2098 - Novel Application of a 3D U-Net Convolutional Neural Network for Detection, Segmentation, and Radiotherapy Response Assessment of Central Nervous System Lymphoma

02:30pm - 04:00pm PT

Hall F

Screen: 16

POSTER

Presenter(s)

Brianna Hostler, - University of California San Diego Health, San Diego, CA

B. Hostler¹, J. Rudie², R. Saluja³, E. Reid⁴, B. Heyman⁴, W. Pearse⁴, M. Choi⁴, J. A. Hattangadi-Gluth⁵, P. Sanghvi⁵, and K. R. Tringale⁵; ¹Department of Psychology, San Diego State University, San Diego, CA, ²Department of Radiology, University of California San Diego, La Jolla, CA, ³Cornell University, Ithaca, NY, ⁴Department of Medicine, University of California San Diego, La Jolla, CA, ⁵Department of Radiation Medicine and Applied Sciences, University of California San Diego, La Jolla, CA

Purpose/Objective(s):

The role of radiotherapy (RT) in central nervous system lymphoma (CNSL) is evolving with novel therapeutics. Understanding patterns of disease failure and response courses for primary (PCNSL) and secondary CNSL (SCNSL) is critical, yet deep learning (DL) based MRI techniques have only been explored in PCNSL. We hypothesized that a 3D U-net convolutional neural network (CNN) for brain metastases applied to CNSL can demonstrate post-RT response and relapse patterns in SCNSL vs PCNSL.

Materials/Methods:

RT-treated CNSL patients at a single institution were identified.
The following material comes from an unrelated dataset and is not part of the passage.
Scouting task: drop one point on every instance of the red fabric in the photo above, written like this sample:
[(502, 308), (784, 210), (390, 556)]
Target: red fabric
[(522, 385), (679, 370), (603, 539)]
Disease failure was characterized as local (involving initial site) or distant. Overall (OS) and CNS progression-free survival (CNS PFS) were assessed from RT start with Kaplan-Meier analysis. A 3D U-net CNN was applied to MRIs in those with parenchymal CNSL and =1 pre-RT T1-post-contrast MRI. Paired sample t-tests assessed CNSL volume change from pre- to post-RT MRI. A linear mixed effects model assessed tumor volume within 1yr of RT.

Results:

Of 30 patients (43% PCNSL, 57% SCNSL), most received RT for relapsed/refractory (23, 77%) vs definitive (6, 20%) or consolidative (1, 3%) intent. At time of RT, 1 (3%) had CSF, 13 (43%) had ocular, and 12 (40%) had extracranial disease. RT dose was higher for PCNSL (median 40.5 Gy vs 30 Gy for SCNSL, p=.03). RT targeted whole brain (WBRT; 17, 57% [6 + orbits]), orbits alone (10, 33%), focal (2, 7%), and spine (1, 3%). 17 patients relapsed: 9 (53%) distant, 5 (29%) local, 3 (18%; all SCNSL) synchronous local and distant. After WBRT, 2 had local-only (both SCNSL) and 2 had distant-only (both PCNSL) failures. Those with ocular disease received orbital +/- WBRT; most (8, 62%) had parenchymal relapse. Median OS was longer for PCNSL (19m [95%CI 0-42] vs 6m [95%CI 3-9]) for SCNSL; log-rank p=.05). Median CNS PFS was similar for PCNSL vs SCNSL (2.8m [95%CI 0-20] vs 4.4m [95%CI 1-7], respectively; log-rank p=.26).

20 patients (50% PCNSL, 50% SCNSL) had a median of 3 MRIs (IQR 1-5). 14 had a pre- and post-RT MRI with a median pre-RT DL-derived CNSL volume of 5.1 cm3 (IQR 3-14) at a median of 7d pre-RT (IQR 3-13). Pre-RT volume was similar between SCNSL and PCNSL (17.9 vs 10.5 cm3, respectively; p=.27). At a median of 4m post-RT (IQR 3-5), median CNSL volume was 1.6 cm3 (IQR 0.6-7.5), reduced from pre-RT (mean difference 4.3 cm3; p=.01) with similar degree of reduction between PCNSL and SCNSL (p=.81). CNSL volume decreased longitudinally post-RT (B=-0.5cm3/month, p=.09).

Conclusion:

Different relapse patterns were seen in SCNSL vs PCNSL receiving CNS-RT for mostly relapsed/refractory disease, suggesting differential approaches to RT targets. This is the first application of a DL-based MRI technique to characterize SCNSL and RT response, showing similar significant reduction in tumor volume post-RT for SCNSL and PCNSL. Work is underway to further optimize this algorithm for CNSL.